The only other regrets that came close were his decision not to select injured Swan Districts captain Brad Shine in the 1990 WAFL grand final and his entry in the Australian Hall of Fame as a coach rather than a player.
The injustice of that latter point rankled from his induction in 2003 until his final breath.
Todd died this week as the elder statesman of WA football and a profound and massively influential figure for hundreds, if not thousands, of footballers and people associated with the game.
I had been trying to interview him for some time for a book project but it became apparent recently that time was running out and that it need to be done soon or not at all.
John was keen to do it as well after we had struck up a solid relationship in recent years during our involvement on the WA Football Hall of Fame selection panel.
It was apt that the news of his death was relayed to the current selectors after our annual meeting on Tuesday.
Todd’s coaching philosophy was to test his players’ mental capacity, sometimes with words as cruel as those of his mother’s, other times by pushing his charges far beyond their physical limits.
The strong thrived but the weak succumbed. And he wanted to know well before grand final day which player was which.
He did the same with me at our first selection meeting.
The protocol was to go around the table of mostly legendary WA football figures and have every selector nominate one candidate that would then provide an initial list to be debated.
I was one of the first to put up a name.
“What would you know?” barked the imposing figure across the table. “That bloke is no good. He couldn’t play. How did you get to be on this panel if you are going to come up with names like that?”
Confronting moment but I responded by saying that obviously someone involved in the Hall of Fame thought I could add some value, and that my vote was worth no more nor less than his.
The tension was palpable but it was broken in the most memorable fashion.
Mal Atwell was the next selector and repeated the name of my candidate. Then Denis Marshall did the same. Then Brian Sierakowski. Then Ken McAullay.
Toddy threw up his hands, muttered something like “You’ve got me”, and got on with business.
As I was walking out of Subiaco Oval an hour or so later, Todd came up to me, thrust out a right mitt in which every finger pointed in a different direction, and shook hands with considerable vigour.

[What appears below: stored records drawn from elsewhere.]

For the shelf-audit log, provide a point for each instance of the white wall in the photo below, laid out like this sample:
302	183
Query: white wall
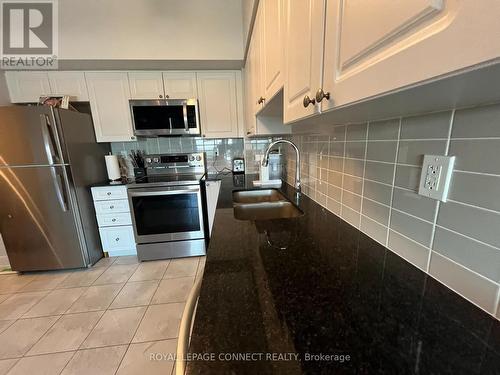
151	29
247	10
4	96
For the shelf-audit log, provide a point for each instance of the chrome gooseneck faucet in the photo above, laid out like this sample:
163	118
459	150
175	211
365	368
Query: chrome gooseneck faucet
265	160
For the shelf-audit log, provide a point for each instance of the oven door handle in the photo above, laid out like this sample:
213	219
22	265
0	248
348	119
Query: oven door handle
163	192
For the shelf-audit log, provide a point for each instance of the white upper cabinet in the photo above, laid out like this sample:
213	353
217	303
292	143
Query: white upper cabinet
219	94
375	47
146	85
272	25
109	95
69	83
304	57
180	85
27	87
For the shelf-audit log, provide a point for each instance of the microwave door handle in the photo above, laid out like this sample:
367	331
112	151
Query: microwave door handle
184	113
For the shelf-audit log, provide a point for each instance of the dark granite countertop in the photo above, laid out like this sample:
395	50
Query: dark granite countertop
331	291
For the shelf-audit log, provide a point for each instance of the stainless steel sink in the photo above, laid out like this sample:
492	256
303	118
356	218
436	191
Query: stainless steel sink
257	196
265	204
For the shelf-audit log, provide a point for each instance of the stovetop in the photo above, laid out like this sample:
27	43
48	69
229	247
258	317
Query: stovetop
167	180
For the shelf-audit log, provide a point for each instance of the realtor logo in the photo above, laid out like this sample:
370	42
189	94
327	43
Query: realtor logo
29	34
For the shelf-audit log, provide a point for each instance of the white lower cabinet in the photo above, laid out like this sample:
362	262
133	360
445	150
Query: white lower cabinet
212	188
114	220
118	239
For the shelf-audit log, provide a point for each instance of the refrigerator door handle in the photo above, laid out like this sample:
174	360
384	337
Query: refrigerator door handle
49	140
58	181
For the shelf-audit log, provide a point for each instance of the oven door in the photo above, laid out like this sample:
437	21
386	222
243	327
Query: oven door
165	117
166	213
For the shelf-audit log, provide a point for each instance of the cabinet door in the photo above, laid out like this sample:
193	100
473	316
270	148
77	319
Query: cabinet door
115	239
304	56
146	85
180	85
272	46
69	83
109	95
27	87
218	104
256	67
375	47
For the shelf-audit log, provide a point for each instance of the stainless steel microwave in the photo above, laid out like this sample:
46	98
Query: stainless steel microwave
163	117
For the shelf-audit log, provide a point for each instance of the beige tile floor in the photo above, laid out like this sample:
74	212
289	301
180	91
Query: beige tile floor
105	320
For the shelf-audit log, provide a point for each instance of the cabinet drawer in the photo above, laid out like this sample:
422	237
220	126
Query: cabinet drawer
111	206
103	193
117	238
114	219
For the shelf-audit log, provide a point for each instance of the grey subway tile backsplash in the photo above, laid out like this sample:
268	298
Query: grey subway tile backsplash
414	204
411	227
476	155
383	130
373	229
337	133
465	240
376	211
353	184
377	192
336	163
382	151
427	126
412	152
354	167
351	200
471	221
381	172
474	287
409	250
474	255
355	150
356	132
477	122
336	149
350	215
487	189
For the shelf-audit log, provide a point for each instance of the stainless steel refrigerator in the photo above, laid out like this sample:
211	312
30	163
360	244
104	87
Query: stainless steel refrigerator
49	158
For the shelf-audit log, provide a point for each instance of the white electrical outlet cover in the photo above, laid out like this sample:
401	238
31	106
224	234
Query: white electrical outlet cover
436	176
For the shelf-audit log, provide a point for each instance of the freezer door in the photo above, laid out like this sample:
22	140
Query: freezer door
28	136
37	221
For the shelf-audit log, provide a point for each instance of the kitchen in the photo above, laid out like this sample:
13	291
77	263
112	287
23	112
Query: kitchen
263	186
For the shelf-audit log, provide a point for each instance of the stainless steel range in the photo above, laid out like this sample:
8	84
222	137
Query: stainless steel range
167	209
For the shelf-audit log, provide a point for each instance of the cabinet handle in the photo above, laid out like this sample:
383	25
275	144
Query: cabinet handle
307	100
320	95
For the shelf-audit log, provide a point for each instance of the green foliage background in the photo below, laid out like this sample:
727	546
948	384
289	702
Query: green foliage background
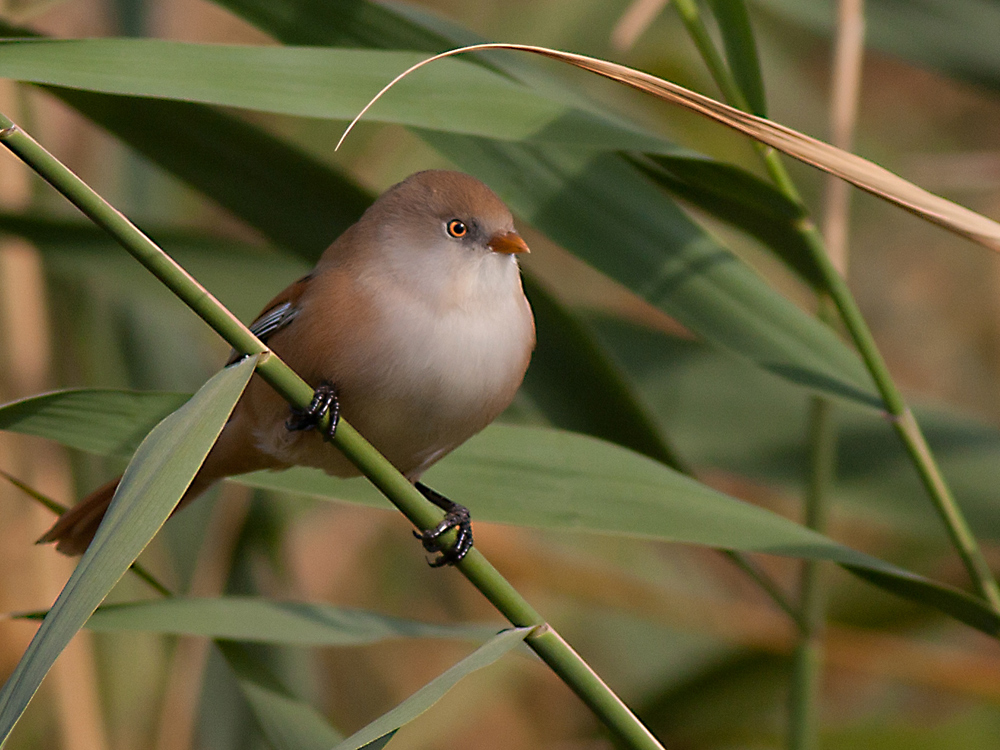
687	640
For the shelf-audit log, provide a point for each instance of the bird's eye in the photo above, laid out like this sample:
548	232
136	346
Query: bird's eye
457	228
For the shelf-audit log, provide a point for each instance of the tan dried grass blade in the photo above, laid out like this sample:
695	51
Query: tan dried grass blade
859	172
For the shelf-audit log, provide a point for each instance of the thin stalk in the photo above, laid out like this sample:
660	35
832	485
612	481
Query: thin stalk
902	418
58	508
553	650
807	660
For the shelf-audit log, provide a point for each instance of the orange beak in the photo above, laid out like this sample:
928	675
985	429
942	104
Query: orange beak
509	242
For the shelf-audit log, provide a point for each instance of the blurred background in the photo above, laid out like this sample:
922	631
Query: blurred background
681	634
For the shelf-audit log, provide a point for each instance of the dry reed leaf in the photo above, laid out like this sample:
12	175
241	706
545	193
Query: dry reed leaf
855	170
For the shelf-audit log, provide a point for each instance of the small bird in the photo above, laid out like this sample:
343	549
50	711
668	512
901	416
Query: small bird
413	325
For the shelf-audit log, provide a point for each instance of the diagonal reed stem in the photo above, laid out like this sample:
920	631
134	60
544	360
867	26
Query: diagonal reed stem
902	418
545	641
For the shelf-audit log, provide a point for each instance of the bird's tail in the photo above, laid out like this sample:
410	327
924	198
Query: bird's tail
75	528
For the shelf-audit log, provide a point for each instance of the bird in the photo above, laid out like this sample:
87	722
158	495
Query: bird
413	326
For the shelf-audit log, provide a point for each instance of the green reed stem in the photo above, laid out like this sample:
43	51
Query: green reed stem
902	418
560	657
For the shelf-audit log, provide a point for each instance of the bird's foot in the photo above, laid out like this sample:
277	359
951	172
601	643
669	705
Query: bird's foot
325	401
456	517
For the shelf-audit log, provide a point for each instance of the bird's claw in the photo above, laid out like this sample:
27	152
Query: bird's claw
324	401
456	517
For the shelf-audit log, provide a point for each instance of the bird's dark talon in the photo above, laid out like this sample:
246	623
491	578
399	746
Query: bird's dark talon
456	517
325	400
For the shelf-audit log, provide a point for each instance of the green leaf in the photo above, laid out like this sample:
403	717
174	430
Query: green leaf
741	200
606	212
737	418
154	482
268	621
561	480
578	387
288	722
741	51
433	691
106	422
453	95
643	240
558	480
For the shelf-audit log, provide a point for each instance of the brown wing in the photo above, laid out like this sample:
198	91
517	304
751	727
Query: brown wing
278	313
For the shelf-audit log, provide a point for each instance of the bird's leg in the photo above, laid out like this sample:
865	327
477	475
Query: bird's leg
324	401
456	517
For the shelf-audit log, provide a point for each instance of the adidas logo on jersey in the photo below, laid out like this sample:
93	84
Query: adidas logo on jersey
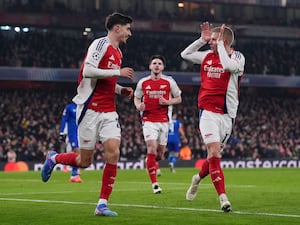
112	58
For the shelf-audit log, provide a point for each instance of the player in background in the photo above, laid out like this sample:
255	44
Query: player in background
158	92
68	135
176	135
221	71
96	114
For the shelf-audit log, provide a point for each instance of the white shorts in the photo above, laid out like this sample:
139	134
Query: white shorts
215	127
96	126
156	131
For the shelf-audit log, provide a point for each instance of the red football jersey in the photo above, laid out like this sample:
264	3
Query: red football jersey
100	93
150	91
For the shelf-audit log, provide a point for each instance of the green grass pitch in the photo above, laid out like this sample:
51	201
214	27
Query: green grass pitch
258	196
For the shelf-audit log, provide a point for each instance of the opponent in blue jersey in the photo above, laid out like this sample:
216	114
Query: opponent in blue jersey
175	135
68	134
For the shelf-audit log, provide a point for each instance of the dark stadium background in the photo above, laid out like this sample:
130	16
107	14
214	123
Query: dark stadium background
43	44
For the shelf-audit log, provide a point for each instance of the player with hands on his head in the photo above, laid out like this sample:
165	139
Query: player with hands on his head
153	96
221	71
97	118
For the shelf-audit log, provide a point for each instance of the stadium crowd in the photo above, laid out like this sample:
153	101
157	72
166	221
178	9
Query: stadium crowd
267	126
204	11
56	50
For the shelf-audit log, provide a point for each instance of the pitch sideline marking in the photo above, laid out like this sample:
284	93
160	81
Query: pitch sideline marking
152	207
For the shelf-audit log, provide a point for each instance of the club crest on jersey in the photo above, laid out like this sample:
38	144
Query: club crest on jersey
112	58
96	56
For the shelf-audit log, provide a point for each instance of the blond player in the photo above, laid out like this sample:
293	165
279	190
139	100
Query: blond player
221	71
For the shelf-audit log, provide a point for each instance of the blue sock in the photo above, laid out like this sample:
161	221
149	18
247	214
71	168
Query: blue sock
174	159
74	171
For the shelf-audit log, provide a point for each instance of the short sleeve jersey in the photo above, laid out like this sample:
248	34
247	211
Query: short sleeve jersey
150	90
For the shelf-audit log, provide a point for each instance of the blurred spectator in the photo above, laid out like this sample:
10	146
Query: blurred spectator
267	126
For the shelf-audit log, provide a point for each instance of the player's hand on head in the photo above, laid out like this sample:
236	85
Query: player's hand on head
62	137
206	30
127	72
127	92
221	34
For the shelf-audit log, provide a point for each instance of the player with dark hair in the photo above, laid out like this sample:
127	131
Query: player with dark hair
97	118
153	96
221	71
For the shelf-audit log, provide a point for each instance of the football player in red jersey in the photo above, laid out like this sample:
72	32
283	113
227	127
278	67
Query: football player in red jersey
97	118
221	71
153	97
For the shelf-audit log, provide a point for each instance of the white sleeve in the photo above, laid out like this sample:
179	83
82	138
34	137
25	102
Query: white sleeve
192	54
138	90
93	57
235	63
175	90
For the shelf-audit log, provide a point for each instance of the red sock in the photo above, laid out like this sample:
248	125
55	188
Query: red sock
151	167
108	180
67	158
157	165
204	169
216	174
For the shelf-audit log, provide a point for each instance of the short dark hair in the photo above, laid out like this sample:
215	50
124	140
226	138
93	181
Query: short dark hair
116	18
163	59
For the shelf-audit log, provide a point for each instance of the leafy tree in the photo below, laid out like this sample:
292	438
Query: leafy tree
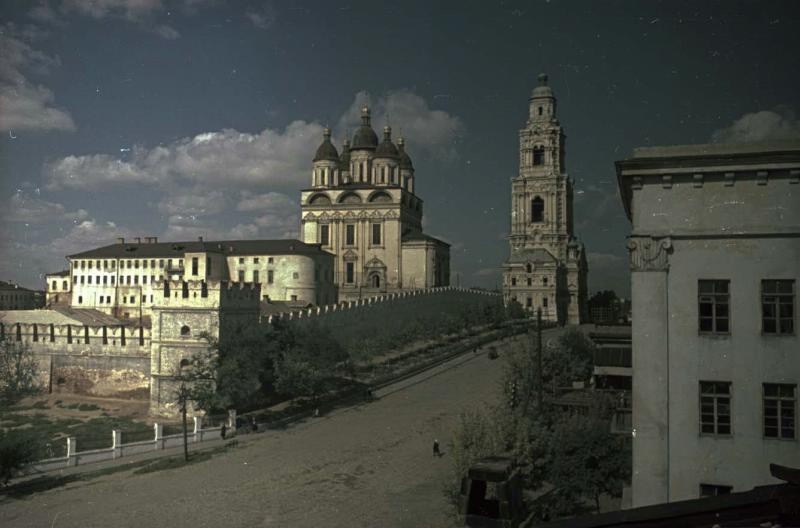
18	372
310	364
17	449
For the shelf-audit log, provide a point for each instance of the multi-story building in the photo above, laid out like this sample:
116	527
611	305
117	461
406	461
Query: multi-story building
715	259
122	279
362	207
15	297
547	265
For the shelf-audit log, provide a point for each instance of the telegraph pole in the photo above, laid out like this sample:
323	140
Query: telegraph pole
539	347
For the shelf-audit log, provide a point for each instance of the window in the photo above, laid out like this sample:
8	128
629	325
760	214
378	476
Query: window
376	234
779	410
538	155
712	490
713	302
715	407
777	306
324	234
537	210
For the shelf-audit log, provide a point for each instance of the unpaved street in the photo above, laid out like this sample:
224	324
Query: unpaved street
369	465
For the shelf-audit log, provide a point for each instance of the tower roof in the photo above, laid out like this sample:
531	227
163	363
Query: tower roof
543	90
326	150
365	138
387	149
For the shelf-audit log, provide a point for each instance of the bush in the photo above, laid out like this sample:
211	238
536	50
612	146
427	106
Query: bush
17	449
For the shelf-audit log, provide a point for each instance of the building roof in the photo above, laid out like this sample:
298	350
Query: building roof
326	150
7	286
178	249
365	137
59	316
712	158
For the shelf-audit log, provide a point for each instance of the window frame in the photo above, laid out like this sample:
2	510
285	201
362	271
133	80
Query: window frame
779	304
714	299
779	407
715	397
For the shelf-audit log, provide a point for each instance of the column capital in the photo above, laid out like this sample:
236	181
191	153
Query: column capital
648	253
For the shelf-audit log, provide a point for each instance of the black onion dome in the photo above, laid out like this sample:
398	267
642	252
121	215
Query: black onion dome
326	150
405	160
386	149
365	137
344	159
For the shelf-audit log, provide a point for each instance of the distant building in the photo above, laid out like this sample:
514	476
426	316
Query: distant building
58	287
362	206
715	259
122	279
547	265
15	297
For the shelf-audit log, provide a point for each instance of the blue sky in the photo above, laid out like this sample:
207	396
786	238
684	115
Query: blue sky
185	118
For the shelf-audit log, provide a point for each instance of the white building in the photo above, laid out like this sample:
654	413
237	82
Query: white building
715	259
122	279
547	266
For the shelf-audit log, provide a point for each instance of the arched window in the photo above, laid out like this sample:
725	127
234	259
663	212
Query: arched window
537	210
538	155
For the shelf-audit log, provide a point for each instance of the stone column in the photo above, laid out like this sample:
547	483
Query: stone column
649	261
72	451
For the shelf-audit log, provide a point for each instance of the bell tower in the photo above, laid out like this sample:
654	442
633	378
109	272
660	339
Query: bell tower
546	268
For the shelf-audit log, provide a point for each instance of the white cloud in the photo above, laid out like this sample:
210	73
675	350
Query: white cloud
262	18
22	208
766	125
425	130
25	106
227	157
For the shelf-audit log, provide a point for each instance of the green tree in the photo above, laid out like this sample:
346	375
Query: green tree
18	372
310	364
17	449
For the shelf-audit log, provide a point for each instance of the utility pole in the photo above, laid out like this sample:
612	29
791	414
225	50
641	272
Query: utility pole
539	347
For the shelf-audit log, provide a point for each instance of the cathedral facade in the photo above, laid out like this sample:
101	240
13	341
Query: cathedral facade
547	265
363	208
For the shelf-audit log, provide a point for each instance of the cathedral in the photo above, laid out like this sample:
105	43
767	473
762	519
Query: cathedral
362	207
547	265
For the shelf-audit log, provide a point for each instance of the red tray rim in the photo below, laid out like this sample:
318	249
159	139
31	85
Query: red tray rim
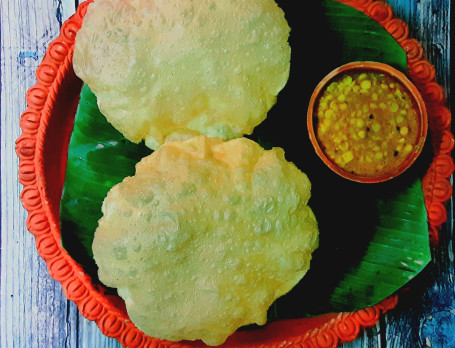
327	330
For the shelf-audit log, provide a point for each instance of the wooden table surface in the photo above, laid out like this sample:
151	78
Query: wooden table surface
34	311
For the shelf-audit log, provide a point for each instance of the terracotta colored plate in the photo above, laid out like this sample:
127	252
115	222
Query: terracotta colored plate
42	149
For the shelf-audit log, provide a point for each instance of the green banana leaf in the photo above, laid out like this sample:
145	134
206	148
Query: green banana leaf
99	157
373	238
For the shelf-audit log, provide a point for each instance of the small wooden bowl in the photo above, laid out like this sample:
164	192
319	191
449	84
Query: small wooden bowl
418	105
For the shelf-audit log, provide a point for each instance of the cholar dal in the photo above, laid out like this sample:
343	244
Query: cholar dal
366	123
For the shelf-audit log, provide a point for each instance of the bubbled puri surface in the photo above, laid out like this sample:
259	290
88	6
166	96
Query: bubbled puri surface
173	69
205	236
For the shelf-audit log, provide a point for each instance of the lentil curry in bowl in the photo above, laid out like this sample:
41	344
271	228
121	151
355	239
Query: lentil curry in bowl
367	121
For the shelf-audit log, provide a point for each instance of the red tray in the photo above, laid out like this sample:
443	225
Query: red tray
42	149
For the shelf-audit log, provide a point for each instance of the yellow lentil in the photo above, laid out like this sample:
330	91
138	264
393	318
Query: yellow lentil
372	123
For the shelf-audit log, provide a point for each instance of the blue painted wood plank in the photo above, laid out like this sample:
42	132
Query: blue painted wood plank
34	312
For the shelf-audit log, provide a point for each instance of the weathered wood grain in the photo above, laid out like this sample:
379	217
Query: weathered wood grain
425	316
34	312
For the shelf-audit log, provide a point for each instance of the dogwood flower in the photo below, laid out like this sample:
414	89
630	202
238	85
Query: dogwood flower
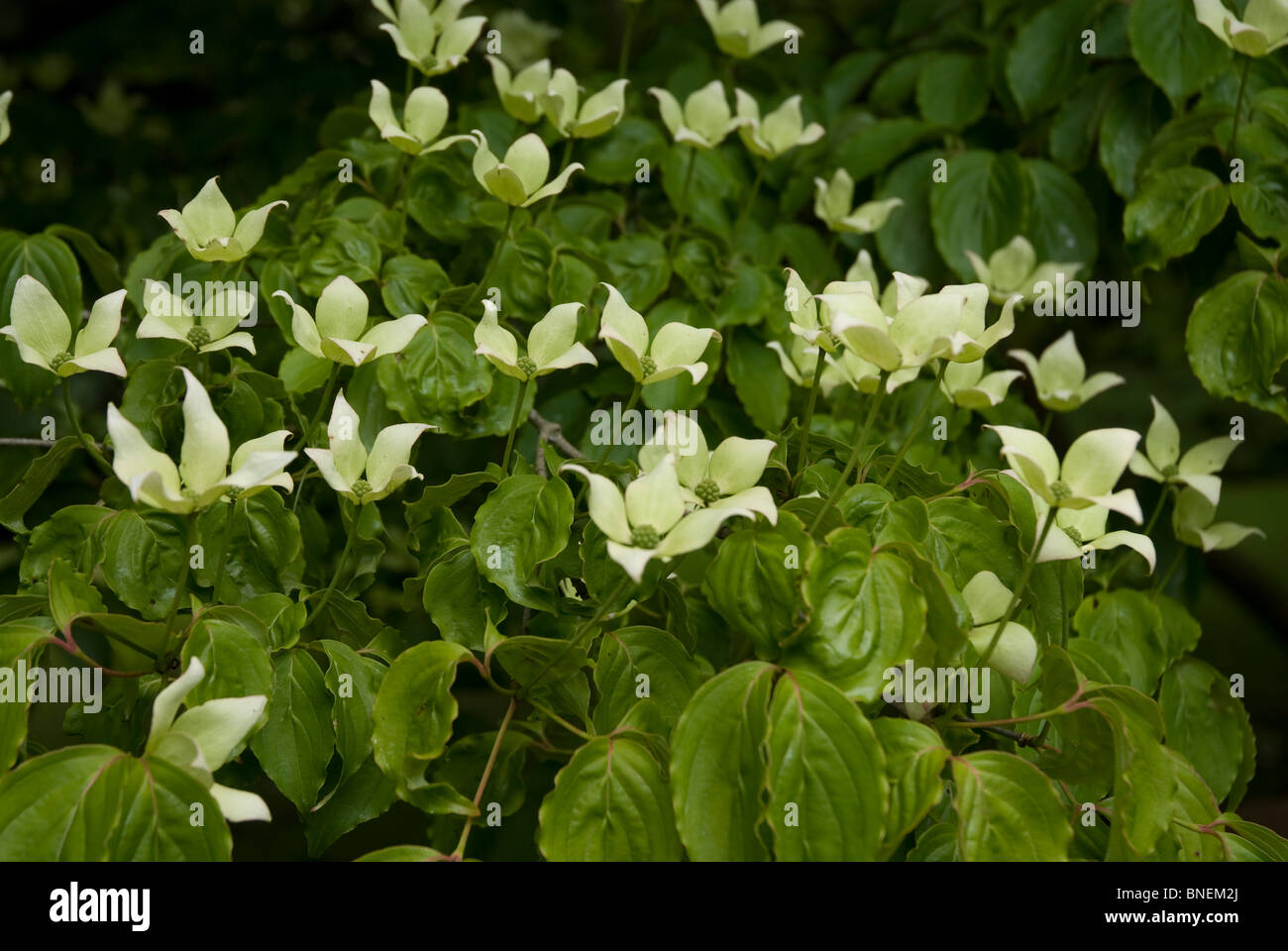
1060	376
1263	29
205	737
202	476
430	35
704	120
599	114
43	331
674	351
780	132
738	30
1014	269
1162	461
1193	523
520	94
833	205
649	521
353	472
520	178
340	331
424	115
1017	650
552	343
969	386
1087	476
176	318
725	478
209	228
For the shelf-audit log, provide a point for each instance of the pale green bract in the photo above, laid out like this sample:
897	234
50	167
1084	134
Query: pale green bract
359	475
43	331
202	476
211	231
340	331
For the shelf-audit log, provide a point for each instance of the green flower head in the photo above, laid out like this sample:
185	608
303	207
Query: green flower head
210	230
353	472
44	333
340	331
519	179
202	476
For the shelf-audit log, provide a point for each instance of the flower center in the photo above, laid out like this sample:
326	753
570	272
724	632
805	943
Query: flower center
707	491
644	536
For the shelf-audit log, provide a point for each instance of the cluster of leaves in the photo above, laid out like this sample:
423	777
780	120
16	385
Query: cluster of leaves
631	645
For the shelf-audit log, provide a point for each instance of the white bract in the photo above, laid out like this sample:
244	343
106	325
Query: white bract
519	179
520	95
43	331
424	119
353	472
202	476
780	132
738	30
340	331
552	343
833	205
649	519
1060	376
1014	269
209	228
1162	461
677	348
1017	650
430	35
1193	523
595	116
205	737
724	478
704	120
1262	30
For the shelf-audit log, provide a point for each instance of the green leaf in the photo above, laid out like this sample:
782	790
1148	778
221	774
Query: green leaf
295	745
866	615
524	521
983	205
1237	338
670	676
717	767
609	804
1008	810
1171	213
827	780
412	716
97	803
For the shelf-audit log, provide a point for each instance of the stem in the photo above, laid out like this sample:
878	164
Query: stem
514	425
1237	107
751	200
809	412
80	435
1020	585
684	204
487	775
915	424
859	444
496	254
339	568
322	405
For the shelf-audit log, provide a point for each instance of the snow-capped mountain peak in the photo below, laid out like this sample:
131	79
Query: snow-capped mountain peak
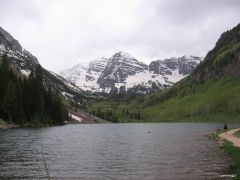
124	73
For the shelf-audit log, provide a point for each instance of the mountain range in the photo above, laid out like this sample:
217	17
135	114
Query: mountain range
123	73
210	93
23	63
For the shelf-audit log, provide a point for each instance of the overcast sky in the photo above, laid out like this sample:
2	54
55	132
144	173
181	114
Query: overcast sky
62	33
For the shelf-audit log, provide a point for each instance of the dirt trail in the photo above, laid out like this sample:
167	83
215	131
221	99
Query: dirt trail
229	136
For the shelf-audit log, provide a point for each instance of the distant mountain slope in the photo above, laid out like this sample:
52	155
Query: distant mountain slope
23	63
123	73
211	93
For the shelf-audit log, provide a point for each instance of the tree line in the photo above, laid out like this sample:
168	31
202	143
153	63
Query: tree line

“Well done in there,” he said. “I think we might get on OK. You will discover they are all out to get you so we JTs need to stick together.”
JT squared…we needed to stick together
So it proved, though I also reminded him that he did me an enormous favour in Cork 30 years earlier when he was coaching the Australian team on tour in Ireland, saw me talking to captain Steve Malaxos, a junior football opponent and cricket team-mate, and invited me into the rooms for his rousing pre-match speech before the first Test.
“That’s me,” he said. “Kindness through and through.”
I visited him at home in Applecross last week, got a briefing from his wife Meryl and then walked through the house to his nook in the back where the 1997 South Fremantle premiership photo took pride of place above the television on which he was watching IPL highlights.
He was frail and explained that his heart was operating on little more than 20 percent capacity and could give up at any time.
But he was sharp with the answers to the questions I put to him, but soon became quite reflective on his career, the pivotal moments in its foundation stages and, most particularly, his early life.
Hence the story about Doris after he hurt his knee in 1956.
Vale John Todd.
A version of this column appeared in the POST.